I’ll preface this by saying that I know just enough about machine learning to be dangerous and get myself into trouble. That said, if anything is inaccurate or misleading let me know in the comments and I’ll update it. Last April Amazon announced Amazon Machine Learning, a new AWS service aimed at developers to help them build and deploy machine learning solutions. We’ve been excited to experiment with AWS ML since it launched but haven’t had a chance until just now.
So what is “machine learning”? Looking at Wikipedia’s definition machine learning is ‘is a subfield of computer science that evolved from the study of pattern recognition and computational learning theory in artificial intelligence. In 1959, Arthur Samuel defined machine learning as a “Field of study that gives computers the ability to learn without being explicitly programmed”.’ That definition in turn translates to using a computer to solve problems like regression or classification. Machine learning powers dozens of the products that internet users interact with everyday from spam filtering to product recommendations to Siri and Google Now.
Looking at the Wikipedia article, ML as a field has existed since the late 1980s so what’s been driving its recent growth in popularity? I’d argue key driving factors have been compute resources getting cheaper, especially storage, which has allowed companies to store orders of magnitude more data than they were 5 or 10 years ago. This data along with elastic public cloud resources and the increasing maturity of open source packages has made ML accessible and worthwhile for an increasingly large number of companies. Additionally, there’s been an explosion of venture capital funding into ML focussed startups which has certainly also helped boost its popularity.
The first thing we need to do before testing out Amazon ML was to pick a good machine learning problem to tackle. Unfortunately, we didn’t have any internal data to test with so I headed over to Kaggle to find a good problem to tackle. After some exploring I settled on Digit Recognizer since its a “known problem”, the Kaggle challenge had benchmark solutions, and no additional data transformations would be neccessary. The goal of the Digit Recognizer problem is to accept bitmap representations of handwritten numerals and then correctly output what number was written.
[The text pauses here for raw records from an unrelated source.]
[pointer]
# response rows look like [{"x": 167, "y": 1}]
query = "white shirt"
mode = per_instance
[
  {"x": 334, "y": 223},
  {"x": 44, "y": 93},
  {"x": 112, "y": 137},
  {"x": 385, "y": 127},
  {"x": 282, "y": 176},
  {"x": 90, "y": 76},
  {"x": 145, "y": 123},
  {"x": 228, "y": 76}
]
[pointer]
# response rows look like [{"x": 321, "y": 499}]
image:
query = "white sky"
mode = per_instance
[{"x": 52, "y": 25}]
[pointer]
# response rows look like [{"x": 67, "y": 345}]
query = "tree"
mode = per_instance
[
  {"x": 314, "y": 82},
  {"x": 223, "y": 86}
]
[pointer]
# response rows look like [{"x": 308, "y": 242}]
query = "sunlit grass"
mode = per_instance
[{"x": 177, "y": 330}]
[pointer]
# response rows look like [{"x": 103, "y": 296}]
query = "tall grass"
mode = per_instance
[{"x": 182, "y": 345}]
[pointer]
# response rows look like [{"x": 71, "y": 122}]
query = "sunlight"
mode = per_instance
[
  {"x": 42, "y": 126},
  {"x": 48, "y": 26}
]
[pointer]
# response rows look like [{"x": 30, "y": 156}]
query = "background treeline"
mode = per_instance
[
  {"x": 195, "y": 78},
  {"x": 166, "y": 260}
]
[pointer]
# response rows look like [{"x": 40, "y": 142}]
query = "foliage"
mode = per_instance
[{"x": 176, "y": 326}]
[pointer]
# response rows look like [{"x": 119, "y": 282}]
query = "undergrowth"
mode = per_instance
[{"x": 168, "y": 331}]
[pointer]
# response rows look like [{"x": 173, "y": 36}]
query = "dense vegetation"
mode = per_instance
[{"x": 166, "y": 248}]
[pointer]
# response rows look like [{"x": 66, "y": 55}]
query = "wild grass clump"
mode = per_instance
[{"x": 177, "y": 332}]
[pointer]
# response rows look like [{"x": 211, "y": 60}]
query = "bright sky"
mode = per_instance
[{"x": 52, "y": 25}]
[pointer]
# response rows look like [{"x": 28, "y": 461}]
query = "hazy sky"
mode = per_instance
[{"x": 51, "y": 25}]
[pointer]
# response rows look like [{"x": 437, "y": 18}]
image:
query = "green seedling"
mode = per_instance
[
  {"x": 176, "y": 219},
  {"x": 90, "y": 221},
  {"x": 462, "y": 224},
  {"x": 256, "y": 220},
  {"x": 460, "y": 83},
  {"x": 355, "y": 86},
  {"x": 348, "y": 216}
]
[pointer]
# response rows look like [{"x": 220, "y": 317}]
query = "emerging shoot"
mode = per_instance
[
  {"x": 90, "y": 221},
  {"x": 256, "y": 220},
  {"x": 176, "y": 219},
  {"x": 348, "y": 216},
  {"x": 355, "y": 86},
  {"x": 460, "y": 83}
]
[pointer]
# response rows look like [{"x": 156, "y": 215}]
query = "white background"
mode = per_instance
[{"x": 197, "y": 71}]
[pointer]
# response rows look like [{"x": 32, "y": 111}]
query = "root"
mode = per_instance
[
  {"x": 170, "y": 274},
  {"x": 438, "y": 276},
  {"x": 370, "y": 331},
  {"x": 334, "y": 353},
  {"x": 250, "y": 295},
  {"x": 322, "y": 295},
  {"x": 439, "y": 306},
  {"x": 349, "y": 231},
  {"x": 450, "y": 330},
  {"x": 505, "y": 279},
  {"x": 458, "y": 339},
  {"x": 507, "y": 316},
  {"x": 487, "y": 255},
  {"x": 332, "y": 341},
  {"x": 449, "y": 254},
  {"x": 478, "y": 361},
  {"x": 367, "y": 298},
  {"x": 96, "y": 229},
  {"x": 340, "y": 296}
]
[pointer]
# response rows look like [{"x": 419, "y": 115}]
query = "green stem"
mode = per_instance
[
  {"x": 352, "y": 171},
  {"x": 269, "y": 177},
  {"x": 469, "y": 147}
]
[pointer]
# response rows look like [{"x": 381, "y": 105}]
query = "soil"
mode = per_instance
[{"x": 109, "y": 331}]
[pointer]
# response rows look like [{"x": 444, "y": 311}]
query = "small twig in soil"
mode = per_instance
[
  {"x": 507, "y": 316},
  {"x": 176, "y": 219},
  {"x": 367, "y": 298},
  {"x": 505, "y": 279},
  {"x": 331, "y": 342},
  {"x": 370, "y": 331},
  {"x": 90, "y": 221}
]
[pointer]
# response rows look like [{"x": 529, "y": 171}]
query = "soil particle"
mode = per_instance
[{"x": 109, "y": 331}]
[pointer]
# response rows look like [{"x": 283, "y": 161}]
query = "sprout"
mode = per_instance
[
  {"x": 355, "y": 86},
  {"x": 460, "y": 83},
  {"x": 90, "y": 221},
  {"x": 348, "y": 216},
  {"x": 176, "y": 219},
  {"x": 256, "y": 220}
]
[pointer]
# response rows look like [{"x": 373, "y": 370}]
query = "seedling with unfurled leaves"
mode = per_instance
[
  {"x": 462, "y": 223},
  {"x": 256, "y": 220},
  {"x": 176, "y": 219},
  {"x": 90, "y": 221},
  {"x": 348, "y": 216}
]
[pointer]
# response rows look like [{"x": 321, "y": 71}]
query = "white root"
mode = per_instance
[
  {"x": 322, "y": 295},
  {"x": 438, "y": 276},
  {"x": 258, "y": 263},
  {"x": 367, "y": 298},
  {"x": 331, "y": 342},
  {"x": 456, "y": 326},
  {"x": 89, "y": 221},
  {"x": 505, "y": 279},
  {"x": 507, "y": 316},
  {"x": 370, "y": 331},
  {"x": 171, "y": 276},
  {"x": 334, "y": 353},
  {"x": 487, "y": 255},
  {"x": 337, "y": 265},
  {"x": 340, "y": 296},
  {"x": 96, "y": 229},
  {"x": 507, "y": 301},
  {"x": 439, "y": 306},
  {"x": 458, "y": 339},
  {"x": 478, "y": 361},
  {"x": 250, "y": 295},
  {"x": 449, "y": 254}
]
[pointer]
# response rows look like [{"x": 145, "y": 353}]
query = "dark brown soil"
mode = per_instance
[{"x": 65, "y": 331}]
The dataset is a modified version of the Mixed National Institute of Standards and Technology which is a well known dataset often used for training image processing systems. Unlike the original MNIST images, the Kaggle dataset has already been converted to a grayscale bitmap array so individual pixels are represented by an integer from 0-255. In ML parlance, the “Digit Recognizer” challenge would fall under the umbrella of a classification problem since the goal would be to correctly “classify” unknown inputs with a label, in this case a 0-9 digit. Another interesting feature of the MNIST dataset is that the Wikipedia provides benchmark performance for a variety of approaches so we can have a sense of how AWS ML stacks up.
At a high level, the big steps we’re going to take are to train our model using “train.csv”, evaluate it against a subset of known data, and then predict labels for the rows in “test.csv”. Amazon ML makes this whole process pretty easy using the AWS Console UI so there’s not really any magic. One thing worth noting is that Amazon doesn’t let you select which algorithm will be used in the model you build, it selects it automatically based on the type of ML problem. After around 30 minutes your model should be built and you’ll be able to explore the model’s performance. This is actually a really interesting feature of Amazon ML since you wouldn’t get these insights with visualizations “out of the box” from most open source packages.
With the model built the last step is to use it to predict unknown values from the “test.csv” dataset. Similar to generating the model, running a “batch prediction” is pretty straightforward on the AWS ML UI. After the prediction finishes you’ll end up with a results file in your specified S3 bucket that looks similar to:
Because there are several possible classifications of a digit the ML model generates a probability per classification with the largest number being the most likely. Individual probabilities are great but what we really want is a single digit per input sample. Running the input through the following PHP will produce that along with a header for Kaggle:
And finally the last step of the evaluation is uploading our results file to Kaggle to see how our model stacks up. Uploading my results produced a score of 0.91671 so right around 92% accuracy. Interestingly, looking at the Wikipedia entry for MNIST a 8% error rate is right around what was academically achieved using a linear classifier. So overall, not a bad showing!
Comparing the model’s performance to the Kaggle leaderboard and Wikipedia benchmarks, AWS ML performanced decently well especially considering we took the defaults and didn’t pre-process the data. One of the downside of AWS ML is the lack of visibility into what algorithms are being used and additionally not being able to select specific algorithms. In my experience, solutions that mask complexity like this work great for “typical” use cases but then quickly breakdown for more complicated tasks. Another downside of AWS ML is that it can currently only process text data that’s formatted into CSVs with one record per row. The result of this is that you’ll have to do any data transformations with your own code running on your own compute infrastructure or AWS EC2.
Anyway, all in all I think Amazon’s Machine Learning product is definitely an interesting addition to the AWS suite. At the very least, I can see it being a powerful tool to be able to quickly test out ML hypothesis which can then be implemented and refined using an open source package like skit-learn or Apache Mahout.